Exacerbating the long wait times, students often cut in front of one another, in hopes that their wait time will be shortened. Cutting is the most prominent student-induced issue that has risen from the long lines. Students, frustrated with the extensive line, approach their friends to reduce even a minute’s worth of wait.
Sophomore Dylan Gibson recorded the time from when he first stood in line to when he received the pizza, which took approximately 13 minutes.
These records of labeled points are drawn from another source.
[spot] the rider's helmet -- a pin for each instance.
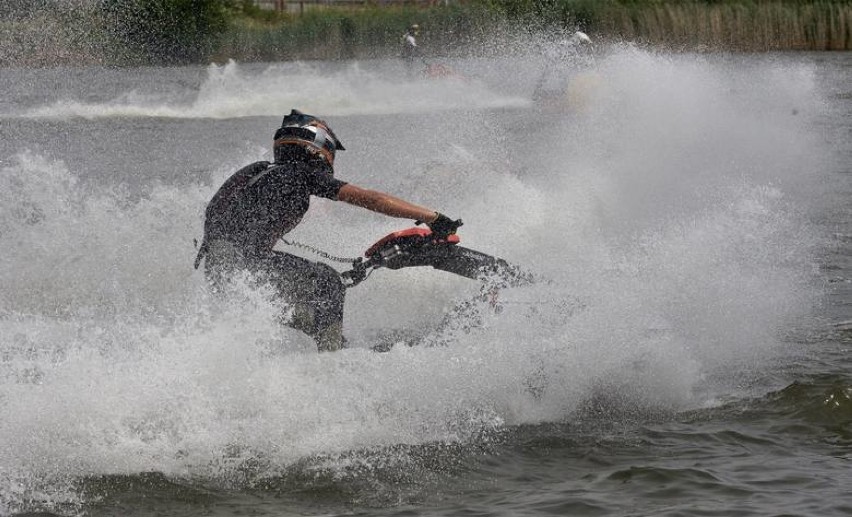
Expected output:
(300, 131)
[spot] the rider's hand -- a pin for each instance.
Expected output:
(442, 227)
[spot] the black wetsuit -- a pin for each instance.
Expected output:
(245, 219)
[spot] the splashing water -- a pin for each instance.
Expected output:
(671, 212)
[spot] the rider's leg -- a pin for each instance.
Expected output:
(316, 294)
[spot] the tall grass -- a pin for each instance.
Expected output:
(370, 31)
(752, 26)
(79, 33)
(746, 25)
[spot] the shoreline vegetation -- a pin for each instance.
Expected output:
(167, 32)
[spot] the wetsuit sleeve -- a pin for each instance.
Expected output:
(325, 185)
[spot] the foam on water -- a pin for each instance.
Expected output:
(230, 91)
(670, 216)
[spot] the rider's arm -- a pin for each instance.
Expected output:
(384, 203)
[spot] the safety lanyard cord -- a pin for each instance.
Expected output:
(319, 252)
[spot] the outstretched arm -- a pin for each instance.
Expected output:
(385, 204)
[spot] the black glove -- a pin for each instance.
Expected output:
(443, 226)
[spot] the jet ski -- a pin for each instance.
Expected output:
(418, 247)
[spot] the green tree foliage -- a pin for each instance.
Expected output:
(166, 31)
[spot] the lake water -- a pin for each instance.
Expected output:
(689, 355)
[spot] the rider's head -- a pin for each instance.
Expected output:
(302, 132)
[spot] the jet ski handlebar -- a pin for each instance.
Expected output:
(414, 247)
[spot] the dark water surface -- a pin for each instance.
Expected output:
(690, 356)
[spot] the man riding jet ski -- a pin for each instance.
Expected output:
(263, 201)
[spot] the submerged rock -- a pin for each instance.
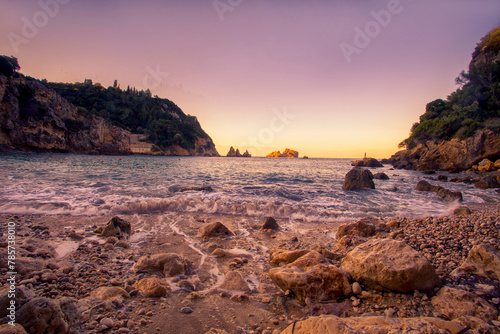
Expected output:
(358, 178)
(118, 228)
(386, 264)
(361, 228)
(367, 162)
(312, 276)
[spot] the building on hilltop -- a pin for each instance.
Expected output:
(139, 145)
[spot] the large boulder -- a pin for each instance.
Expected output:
(454, 303)
(330, 324)
(23, 295)
(450, 196)
(312, 276)
(361, 228)
(486, 165)
(488, 182)
(367, 162)
(10, 329)
(118, 228)
(445, 194)
(358, 178)
(215, 230)
(153, 287)
(386, 264)
(483, 260)
(169, 264)
(107, 292)
(381, 176)
(42, 315)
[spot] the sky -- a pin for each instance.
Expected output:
(327, 78)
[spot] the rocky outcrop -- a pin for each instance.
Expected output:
(390, 265)
(153, 287)
(367, 162)
(215, 230)
(312, 276)
(42, 315)
(167, 263)
(35, 118)
(375, 324)
(454, 154)
(447, 300)
(287, 153)
(358, 178)
(236, 154)
(270, 224)
(483, 260)
(445, 194)
(488, 182)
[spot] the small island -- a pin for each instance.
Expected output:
(236, 154)
(287, 153)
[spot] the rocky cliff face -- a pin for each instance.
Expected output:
(35, 118)
(470, 117)
(450, 155)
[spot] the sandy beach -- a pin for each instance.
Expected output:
(61, 256)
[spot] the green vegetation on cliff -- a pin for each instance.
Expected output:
(137, 111)
(473, 106)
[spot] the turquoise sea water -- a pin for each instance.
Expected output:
(295, 189)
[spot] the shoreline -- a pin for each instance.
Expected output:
(254, 305)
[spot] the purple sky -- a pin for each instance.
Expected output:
(262, 75)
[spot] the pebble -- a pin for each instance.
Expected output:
(356, 288)
(106, 322)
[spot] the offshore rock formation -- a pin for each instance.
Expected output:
(35, 118)
(287, 153)
(236, 154)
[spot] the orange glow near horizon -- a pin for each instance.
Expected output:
(238, 71)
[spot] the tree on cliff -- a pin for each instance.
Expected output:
(9, 65)
(473, 106)
(161, 120)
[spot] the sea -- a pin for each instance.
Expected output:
(308, 190)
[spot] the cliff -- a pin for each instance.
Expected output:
(159, 120)
(89, 119)
(287, 153)
(35, 118)
(236, 154)
(459, 132)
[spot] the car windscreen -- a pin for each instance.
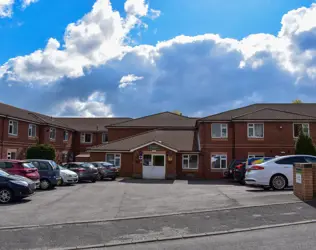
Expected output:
(3, 173)
(28, 165)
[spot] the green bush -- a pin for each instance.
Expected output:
(304, 145)
(41, 151)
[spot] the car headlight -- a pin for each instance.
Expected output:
(21, 183)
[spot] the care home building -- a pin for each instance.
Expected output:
(163, 145)
(167, 145)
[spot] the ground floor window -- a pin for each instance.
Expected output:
(115, 159)
(219, 161)
(190, 161)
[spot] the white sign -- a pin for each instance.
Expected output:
(298, 178)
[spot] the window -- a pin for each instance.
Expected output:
(32, 130)
(66, 135)
(104, 137)
(115, 159)
(291, 160)
(190, 162)
(300, 127)
(219, 161)
(13, 128)
(255, 130)
(52, 134)
(86, 138)
(219, 130)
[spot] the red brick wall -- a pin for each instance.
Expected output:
(119, 133)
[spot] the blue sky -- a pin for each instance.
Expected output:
(132, 60)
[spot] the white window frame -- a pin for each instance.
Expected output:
(106, 135)
(222, 125)
(50, 133)
(116, 156)
(187, 157)
(253, 125)
(11, 124)
(32, 128)
(224, 155)
(66, 138)
(83, 135)
(298, 123)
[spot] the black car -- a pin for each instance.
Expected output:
(85, 171)
(14, 187)
(232, 166)
(106, 170)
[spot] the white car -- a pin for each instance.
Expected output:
(276, 173)
(67, 176)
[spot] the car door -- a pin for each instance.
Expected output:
(285, 166)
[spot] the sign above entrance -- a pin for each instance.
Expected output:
(153, 147)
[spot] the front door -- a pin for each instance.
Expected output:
(154, 166)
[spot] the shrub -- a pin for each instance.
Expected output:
(41, 151)
(304, 145)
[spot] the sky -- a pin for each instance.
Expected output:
(138, 57)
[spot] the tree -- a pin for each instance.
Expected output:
(177, 112)
(297, 101)
(304, 145)
(41, 151)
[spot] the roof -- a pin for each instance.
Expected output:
(160, 120)
(14, 112)
(176, 140)
(90, 124)
(268, 111)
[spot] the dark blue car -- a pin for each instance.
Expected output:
(49, 173)
(14, 187)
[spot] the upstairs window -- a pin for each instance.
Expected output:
(300, 127)
(255, 130)
(86, 138)
(32, 130)
(66, 135)
(13, 128)
(219, 130)
(104, 137)
(52, 134)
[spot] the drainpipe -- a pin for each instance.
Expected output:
(2, 137)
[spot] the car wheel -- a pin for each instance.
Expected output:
(5, 195)
(45, 184)
(278, 182)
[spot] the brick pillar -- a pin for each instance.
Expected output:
(303, 185)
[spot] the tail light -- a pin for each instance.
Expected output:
(255, 168)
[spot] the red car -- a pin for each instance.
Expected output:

During these 13 minutes, about 13 people cut in front of him in line.
“People either cut you or you cut them,” sophomore Georgia Bradley said. “You have to cut into the front if you want to eat, otherwise they’re like, ‘Oops, we’re out of food.’”
Many students admitted to cutting when asked, most just seeing friends in the line and grouping together to talk.
“Cutting isn’t a big enough problem for us to address,” Rosenberg said. “It’s morally ambiguous because students don’t think it’s cutting when they’re talking with their friends.”
Rosenberg said there are measures being taken to this issue through parent volunteers and teachers. However, there has been no administrative action as this issue isn’t pressing enough to warrant immediate attention.
“There are problems that are a concern, but there isn’t really a clear or cost-benefit-wise reason to address them as a priority,” Rosenberg said. “I would not put it up in the list of critical issues that need to be addressed immediately.”
RJ | Nov 8, 2021 at 3:02 pm
Regarding the long lunch lines, is it possible to ask the Junior class to alternate weeks and people, to volunteer to distribute food to the other classes from three or four more carts?
Failing that, is staggered lunch hour times possible?
From this report, it’s difficult to determine if the biggest problem is a lack of manpower to help distribute food or if it is a lack of food, as shortages were also mentioned. Students need to have a relaxing lunch hour and not be stressed by what is described in the article.
If nothing will solve the problem by the school (and it appears as if the Vice Principal is disinterested in engaging in dialog towards a resolution) then perhaps classmates can communicate in groups, and bring their lunch from home on certain days, or for certain weeks.
It’s easy to make those wraps that students seem to like so much. With some creativity, students can solve this issue for themselves.
Regardless of the solution or lack thereof, cutting in line, if one receives food, is not okay. If a person cuts in line and accepts food at the end of their wait, it is not a friendly conversation. It is cutting.
It’s rude. It will not fly, in the real world. It *is* a moral issue. Ms. Rosenberg needs to know that, as well as all the students at LAHS. All cutters will have a very rude awakening, when and if they try that at university or in their places of work.
Thank you, for reporting so candidly about the topic of how the lunches are faring at your school.